В философской пейзажной лирике так или иначе воспроизводятся основные вопросы, которые извечно ставила перед собой всякая философия, прежде всего – о родственности и враждебности природных начал человеческой душе. Духовна ли природа изнутри, есть ли в ней разумное, зрячее начало, или она слепа и бессмысленна в грозном своем могуществе? Инородны или соприродны первозданные стихии мыслящему и чувствующему «я»?
Русская философская лирика прошла несколько длительных этапов в постановке и разрешении этих проблем. В поэзии XVIII века они трактовались однозначно: человек и природа порождены одной благой волей, одним мирообъемлющим разумом, и потому между ними не может быть никакого разлада. В каждом явлении природы обнаруживается гармонический замысел о мире, все точно предусмотрено в соответствии с потребностями человека. И вместе с тем природа, соразмерная человеку, безмерно превосходит его своей громадностью – она вещает о присутствии в мире сверхчеловеческой мысли: «Светил возженных миллионы / В неизмеримости текут, / Твои они творят законы, / Лучи животворящи льют» (Г. Державин). В поэзии открывается стройная картина безупречно организованного космоса. У Ломоносова и Державина мы находим сходные сравнения солнц с искрами, меркнущими перед пресветлым величием Творца, и с лампадами, зажженными его могущественной рукой: вся громадность природы ничтожна и производна по отношению к ее создателю.
Сия ужасная громада —
Как искра перед тобой одна.
О коль пресветлая лампада
Тобою, Боже, возжена!..
Как искры сыплются, стремятся,
Так солнцы от тебя родятся…
Но огненны сии лампады,
Иль рдяных кристалей громады…
Перед тобой – как нощь пред днем.
Так строится эта первая в русской поэзии натурфилософия, которую точнее было бы назвать «естественной теологией», поскольку природа рассматривается в ней по отношению к Богу, а не к человеку. «Ты есть! – природы чин вещает…» – обращается Державин к Творцу.
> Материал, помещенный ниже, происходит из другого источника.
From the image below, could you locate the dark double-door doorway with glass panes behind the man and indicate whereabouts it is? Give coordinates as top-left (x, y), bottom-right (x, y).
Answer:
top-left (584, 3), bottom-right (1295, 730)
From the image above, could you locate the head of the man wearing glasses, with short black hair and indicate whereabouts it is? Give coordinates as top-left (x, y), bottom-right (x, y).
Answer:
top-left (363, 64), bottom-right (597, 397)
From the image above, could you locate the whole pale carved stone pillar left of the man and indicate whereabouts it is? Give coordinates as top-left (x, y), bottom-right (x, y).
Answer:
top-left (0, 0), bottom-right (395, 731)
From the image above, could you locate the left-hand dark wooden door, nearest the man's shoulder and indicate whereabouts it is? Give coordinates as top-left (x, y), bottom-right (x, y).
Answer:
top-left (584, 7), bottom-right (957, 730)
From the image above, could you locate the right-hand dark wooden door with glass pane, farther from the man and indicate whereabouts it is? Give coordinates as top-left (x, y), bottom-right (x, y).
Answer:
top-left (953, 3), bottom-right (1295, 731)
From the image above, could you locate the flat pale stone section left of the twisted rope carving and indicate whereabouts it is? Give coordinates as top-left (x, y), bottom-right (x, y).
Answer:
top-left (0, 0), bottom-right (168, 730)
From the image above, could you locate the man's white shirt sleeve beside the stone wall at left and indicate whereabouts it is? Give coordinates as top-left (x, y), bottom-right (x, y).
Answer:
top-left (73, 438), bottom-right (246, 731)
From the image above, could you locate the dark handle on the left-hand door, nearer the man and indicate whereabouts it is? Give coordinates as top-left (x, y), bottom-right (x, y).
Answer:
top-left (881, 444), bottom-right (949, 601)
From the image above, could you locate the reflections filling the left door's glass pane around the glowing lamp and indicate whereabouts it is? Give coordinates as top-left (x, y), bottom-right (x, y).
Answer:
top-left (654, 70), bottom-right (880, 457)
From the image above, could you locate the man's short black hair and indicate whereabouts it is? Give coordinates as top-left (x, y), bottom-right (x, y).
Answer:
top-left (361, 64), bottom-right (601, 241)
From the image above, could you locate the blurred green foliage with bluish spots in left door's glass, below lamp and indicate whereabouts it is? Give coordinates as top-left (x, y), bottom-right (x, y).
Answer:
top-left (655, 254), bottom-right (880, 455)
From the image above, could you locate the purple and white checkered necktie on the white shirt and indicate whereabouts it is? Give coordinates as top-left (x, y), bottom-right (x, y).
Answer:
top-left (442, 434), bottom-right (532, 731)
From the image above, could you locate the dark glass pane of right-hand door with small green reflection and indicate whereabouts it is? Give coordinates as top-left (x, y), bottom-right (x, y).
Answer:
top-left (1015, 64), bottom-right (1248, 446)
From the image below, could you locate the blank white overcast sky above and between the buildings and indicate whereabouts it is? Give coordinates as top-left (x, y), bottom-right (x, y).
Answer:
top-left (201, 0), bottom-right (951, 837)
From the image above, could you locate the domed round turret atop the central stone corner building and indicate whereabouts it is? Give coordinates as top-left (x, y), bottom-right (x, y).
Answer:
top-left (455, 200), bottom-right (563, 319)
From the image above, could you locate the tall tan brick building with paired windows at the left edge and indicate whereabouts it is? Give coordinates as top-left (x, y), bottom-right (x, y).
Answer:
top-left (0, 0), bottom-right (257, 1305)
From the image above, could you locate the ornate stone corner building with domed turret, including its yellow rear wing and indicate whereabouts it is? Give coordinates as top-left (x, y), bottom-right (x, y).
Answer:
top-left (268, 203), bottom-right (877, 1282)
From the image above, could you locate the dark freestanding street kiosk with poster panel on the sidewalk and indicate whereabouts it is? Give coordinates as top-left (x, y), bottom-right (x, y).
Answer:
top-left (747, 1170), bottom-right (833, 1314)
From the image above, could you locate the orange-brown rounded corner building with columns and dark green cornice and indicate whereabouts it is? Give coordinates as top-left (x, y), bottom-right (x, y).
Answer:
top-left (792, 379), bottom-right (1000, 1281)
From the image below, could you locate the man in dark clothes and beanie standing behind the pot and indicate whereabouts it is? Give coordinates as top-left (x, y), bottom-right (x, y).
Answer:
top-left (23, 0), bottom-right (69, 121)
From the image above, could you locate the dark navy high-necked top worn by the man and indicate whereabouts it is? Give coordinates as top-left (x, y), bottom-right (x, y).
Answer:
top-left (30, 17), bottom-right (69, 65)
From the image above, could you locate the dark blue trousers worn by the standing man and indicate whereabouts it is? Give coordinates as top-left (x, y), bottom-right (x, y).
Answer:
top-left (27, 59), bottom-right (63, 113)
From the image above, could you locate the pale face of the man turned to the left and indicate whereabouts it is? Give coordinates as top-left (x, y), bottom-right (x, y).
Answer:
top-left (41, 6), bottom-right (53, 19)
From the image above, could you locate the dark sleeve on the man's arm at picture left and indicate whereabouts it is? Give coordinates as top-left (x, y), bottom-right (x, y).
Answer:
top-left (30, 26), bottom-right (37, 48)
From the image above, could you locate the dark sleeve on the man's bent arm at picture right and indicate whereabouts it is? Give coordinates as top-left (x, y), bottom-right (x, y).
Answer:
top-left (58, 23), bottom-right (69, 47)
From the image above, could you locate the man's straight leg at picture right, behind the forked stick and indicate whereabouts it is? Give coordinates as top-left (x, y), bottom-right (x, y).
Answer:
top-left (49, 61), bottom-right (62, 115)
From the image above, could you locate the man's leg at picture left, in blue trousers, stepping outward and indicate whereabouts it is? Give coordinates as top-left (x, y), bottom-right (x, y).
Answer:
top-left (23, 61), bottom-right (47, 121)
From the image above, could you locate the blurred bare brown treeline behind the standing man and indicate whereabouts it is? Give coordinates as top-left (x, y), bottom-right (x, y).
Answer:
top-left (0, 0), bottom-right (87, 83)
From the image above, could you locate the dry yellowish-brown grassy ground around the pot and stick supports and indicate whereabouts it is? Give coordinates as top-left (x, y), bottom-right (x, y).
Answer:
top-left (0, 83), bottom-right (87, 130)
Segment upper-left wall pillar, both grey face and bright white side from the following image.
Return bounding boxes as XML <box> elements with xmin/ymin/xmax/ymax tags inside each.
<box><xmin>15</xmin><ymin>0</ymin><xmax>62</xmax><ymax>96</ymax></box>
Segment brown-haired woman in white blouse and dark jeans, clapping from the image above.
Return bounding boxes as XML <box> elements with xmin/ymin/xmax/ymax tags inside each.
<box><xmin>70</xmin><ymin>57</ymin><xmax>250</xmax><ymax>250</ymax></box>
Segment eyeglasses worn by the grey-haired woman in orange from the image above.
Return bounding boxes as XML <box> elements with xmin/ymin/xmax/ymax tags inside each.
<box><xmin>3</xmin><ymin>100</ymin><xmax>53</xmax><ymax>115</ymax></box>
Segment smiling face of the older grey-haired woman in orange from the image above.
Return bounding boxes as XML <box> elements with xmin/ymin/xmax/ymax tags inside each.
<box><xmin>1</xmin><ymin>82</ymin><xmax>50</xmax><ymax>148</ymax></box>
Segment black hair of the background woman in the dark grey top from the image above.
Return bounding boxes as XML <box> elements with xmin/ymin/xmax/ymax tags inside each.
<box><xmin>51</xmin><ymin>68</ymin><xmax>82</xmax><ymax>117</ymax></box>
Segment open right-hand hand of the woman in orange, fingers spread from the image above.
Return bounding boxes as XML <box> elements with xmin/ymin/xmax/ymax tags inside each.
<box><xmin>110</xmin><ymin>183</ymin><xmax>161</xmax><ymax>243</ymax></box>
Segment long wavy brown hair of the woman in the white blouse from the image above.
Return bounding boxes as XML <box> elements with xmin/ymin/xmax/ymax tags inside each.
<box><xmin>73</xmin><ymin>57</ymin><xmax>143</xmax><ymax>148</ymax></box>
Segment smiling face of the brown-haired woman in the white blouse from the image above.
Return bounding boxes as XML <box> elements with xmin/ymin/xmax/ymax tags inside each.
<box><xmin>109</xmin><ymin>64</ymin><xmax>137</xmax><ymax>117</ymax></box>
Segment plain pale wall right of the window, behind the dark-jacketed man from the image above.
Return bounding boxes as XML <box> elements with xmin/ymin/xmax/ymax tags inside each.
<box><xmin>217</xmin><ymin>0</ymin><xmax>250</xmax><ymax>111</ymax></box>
Природа выступает как откровение о высшем разуме и сверхъестественной воле.
Следы этой концепции обнаруживаются и в поэзии XIX века, например у Пушкина в «Евгении Онегине»: «Глубокий, вечный хор валов, / Хвалебный гимн отцу миров». Но это двустишие вставлено Пушкиным в контекст воспоминаний о своем поэтическом прошлом как архаизм, готовая поэтическая цитата из предшественников. Только там, где у Пушкина появляется сомнение в осмысленности природы, у него рождаются зачатки новой поэтической натурфилософии – как в стихотворениях «Брожу ли я вдоль улиц шумных…», «Не дай мне бог сойти с ума…». Вечная природа равнодушна к своему смертному дитяти и сияет холодною красотой над его могилой. И хотя в заключительных строках лирический герой благословляет природу, осуждающую его на смерть, эта благодарность нелегко дается ему – лишь за гранью отчаяния. Природа все более открывается перед лицом растущего самосознания личности как царство абсурда, бессмысленного произвола. Стремление воссоединиться с природой, усвоить себе ее буйный нрав, ее стихийную волю обнаруживает перед личностью ужасную перспективу – утрату самосознания, а значит, и самой себя:
И я б заслушивался волн,
И я глядел бы, счастья полн,
В пустые небеса;
И силен, волен был бы я,
Как вихорь, роющий поля,
Ломающий леса.
Так скептически изображает Пушкин в стихотворении «Не дай мне бог сойти с ума…» романтическое помешательство, выродившееся представление о слитности человека с природой; такое счастливое самозабвение означало бы, в сущности, отречение от себя, и ограниченный разум все же дороже поэту, чем безумие чисто естественного существования.